In the spring of 2000, Underworld released their third album (and last with DJ Darren Emerson). “Beaucoup Fish” became part of the soundtrack for my summer in London – a place where it was impossible to ESCAPE the pulsing beat of electronic music. While I was there, I remember talking to one of my college professors – a jazz saxophonist – about the effect of the music. He derided popular electronic music because it was so predictable - most songs combining the basic four-count of jazz with the repetitiveness of pop music. There is nothing, he said, intellectual about it. I agreed, but frankly I don’t want all my music to be intellectual. To me, the most powerful effect of music is its ability to convey PURE EMOTION, completely detached from intellect.

Underworld is, pure and simple, the music of anticipation and exhilaration. I felt it on Sunday night as I waited for the musicians to take the stage. I felt it as their set list gradually built from slower tracks to faster tracks. I couldn’t sit still. Three days later, the music is still playing in my head.

I haven’t bought any of Underworld’s post-Darren Emerson music, but if the concert is any indication of what I’m missing, I will have to buy their upcoming album (due in October). The live performance of their new single, “Crocodile,” blew me away.

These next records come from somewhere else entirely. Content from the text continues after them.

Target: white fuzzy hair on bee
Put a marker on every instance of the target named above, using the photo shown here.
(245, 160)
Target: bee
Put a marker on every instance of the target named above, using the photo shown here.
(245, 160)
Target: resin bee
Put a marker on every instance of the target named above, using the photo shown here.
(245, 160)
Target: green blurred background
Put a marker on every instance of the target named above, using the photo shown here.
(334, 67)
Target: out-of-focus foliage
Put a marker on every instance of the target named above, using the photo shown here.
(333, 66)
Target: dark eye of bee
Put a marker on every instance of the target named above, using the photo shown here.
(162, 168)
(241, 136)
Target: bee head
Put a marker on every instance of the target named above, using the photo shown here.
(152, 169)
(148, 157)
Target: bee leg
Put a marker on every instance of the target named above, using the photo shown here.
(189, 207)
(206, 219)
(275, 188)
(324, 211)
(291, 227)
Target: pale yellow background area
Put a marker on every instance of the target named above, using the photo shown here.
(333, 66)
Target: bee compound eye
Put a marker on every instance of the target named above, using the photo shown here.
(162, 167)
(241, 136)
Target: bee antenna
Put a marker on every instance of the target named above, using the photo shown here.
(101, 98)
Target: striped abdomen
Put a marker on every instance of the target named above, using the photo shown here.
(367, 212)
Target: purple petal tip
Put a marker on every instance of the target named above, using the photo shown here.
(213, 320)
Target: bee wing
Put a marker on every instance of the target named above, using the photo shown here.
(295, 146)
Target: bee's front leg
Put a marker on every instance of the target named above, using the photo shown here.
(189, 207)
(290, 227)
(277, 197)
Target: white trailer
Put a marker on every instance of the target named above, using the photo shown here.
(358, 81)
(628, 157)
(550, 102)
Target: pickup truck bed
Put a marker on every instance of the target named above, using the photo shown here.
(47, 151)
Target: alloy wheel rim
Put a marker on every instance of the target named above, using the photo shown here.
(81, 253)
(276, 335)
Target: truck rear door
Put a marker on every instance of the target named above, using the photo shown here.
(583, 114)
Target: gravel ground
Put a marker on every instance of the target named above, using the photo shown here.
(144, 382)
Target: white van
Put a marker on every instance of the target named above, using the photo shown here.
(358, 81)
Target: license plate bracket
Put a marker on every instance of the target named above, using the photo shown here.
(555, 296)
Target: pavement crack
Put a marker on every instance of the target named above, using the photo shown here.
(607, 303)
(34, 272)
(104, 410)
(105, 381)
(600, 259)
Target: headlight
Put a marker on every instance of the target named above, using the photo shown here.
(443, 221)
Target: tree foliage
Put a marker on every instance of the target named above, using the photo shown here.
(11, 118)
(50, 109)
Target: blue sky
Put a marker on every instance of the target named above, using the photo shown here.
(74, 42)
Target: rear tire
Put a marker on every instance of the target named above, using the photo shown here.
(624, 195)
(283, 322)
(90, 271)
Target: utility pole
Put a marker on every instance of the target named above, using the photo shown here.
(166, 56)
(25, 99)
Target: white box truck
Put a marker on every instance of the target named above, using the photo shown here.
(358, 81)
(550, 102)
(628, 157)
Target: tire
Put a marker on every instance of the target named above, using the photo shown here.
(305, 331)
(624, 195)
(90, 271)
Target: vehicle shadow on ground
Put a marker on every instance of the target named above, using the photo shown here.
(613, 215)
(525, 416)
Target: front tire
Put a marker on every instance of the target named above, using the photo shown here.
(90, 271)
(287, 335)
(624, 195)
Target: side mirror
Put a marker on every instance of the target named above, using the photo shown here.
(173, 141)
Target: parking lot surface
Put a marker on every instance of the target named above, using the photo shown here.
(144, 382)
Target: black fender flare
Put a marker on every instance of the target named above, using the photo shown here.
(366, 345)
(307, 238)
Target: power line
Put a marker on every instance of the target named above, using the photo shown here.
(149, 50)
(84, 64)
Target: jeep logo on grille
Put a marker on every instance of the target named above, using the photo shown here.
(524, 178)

I can’t help noting that the album version is more anti-climactic than the live performance… but I also know that Underworld is not the kind of band you listen to one song at a time. You listen until you’ve forgotten that you’re listening, until the apparent simplicity of the music has fooled your brain into believing that it’s all the same.

That’s when the music gets under your skin, and that’s when a very minor change can pull the rug out from under you – when the music, and by extension whatever you’re doing at the time, becomes completely new and exciting.